The material that forms propositions has properties paralleling those of physical objects. Just as a physical object consists of a quantity of material that can increase or decrease, the amount of data available to us fluctuates over time. Data, like physical materials, comes from diverse sources. The divisibility of a proposition lets us appreciate the granularity of its constituent data, much like dividing an object into smaller parts reveals its material composition. This granularity enables propositions to be about anything discoverable in data, just as different combinations of particles yield distinct objects.
Consider each of these properties in turn.

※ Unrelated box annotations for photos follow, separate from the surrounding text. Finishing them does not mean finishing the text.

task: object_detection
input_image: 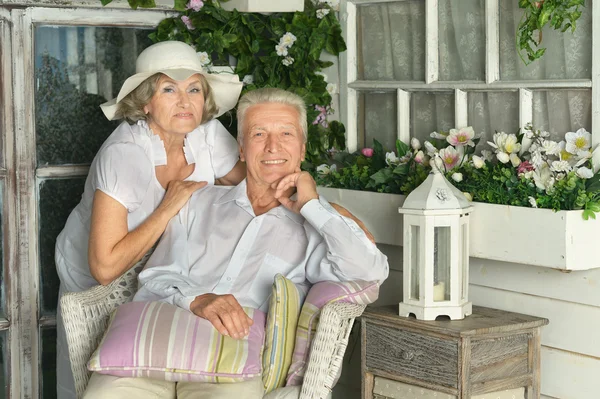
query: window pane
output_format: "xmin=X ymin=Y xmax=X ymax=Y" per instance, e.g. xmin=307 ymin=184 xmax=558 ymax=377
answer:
xmin=356 ymin=1 xmax=425 ymax=81
xmin=39 ymin=178 xmax=85 ymax=315
xmin=410 ymin=91 xmax=454 ymax=142
xmin=35 ymin=26 xmax=151 ymax=165
xmin=0 ymin=180 xmax=6 ymax=318
xmin=438 ymin=0 xmax=485 ymax=81
xmin=533 ymin=90 xmax=592 ymax=141
xmin=358 ymin=92 xmax=398 ymax=151
xmin=467 ymin=92 xmax=519 ymax=144
xmin=0 ymin=330 xmax=10 ymax=399
xmin=40 ymin=327 xmax=56 ymax=399
xmin=499 ymin=0 xmax=592 ymax=80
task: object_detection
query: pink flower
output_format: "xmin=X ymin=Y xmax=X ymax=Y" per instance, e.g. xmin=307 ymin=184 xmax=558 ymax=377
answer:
xmin=517 ymin=161 xmax=535 ymax=175
xmin=185 ymin=0 xmax=204 ymax=12
xmin=181 ymin=15 xmax=196 ymax=30
xmin=313 ymin=105 xmax=329 ymax=128
xmin=360 ymin=147 xmax=373 ymax=158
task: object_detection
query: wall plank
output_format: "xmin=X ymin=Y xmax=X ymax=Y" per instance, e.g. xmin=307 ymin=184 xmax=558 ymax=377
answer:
xmin=469 ymin=258 xmax=600 ymax=306
xmin=469 ymin=285 xmax=600 ymax=358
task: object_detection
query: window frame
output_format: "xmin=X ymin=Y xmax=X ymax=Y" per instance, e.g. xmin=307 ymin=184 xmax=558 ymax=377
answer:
xmin=0 ymin=4 xmax=175 ymax=398
xmin=340 ymin=0 xmax=600 ymax=152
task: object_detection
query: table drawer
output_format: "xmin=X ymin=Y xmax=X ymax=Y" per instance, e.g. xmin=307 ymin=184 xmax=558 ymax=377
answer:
xmin=365 ymin=323 xmax=458 ymax=388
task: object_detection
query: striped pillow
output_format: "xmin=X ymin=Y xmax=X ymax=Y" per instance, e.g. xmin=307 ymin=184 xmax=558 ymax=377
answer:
xmin=88 ymin=302 xmax=265 ymax=382
xmin=263 ymin=274 xmax=306 ymax=394
xmin=286 ymin=281 xmax=379 ymax=386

Accumulation. As illustrated in the map example, data can become available to us after previously being unavailable. New data is constantly added to us, even while we sleep. What was once unavailable becomes accessible at each moment, contributing to the totality of data available to us.
Diversity of sources. In traversing an area, we encounter one source of data: direct observation. Other sources might include photographs of the area or written descriptions. Some sources provide more value by allowing us to account for more data with less effort. Instead of physically traversing an area, we might rely on a photograph to form our mental map. To the extent the photograph is representative, the features in our proposition will align with any actual visit we make. Our ability to discriminate among different sources emerges through experience with data itself.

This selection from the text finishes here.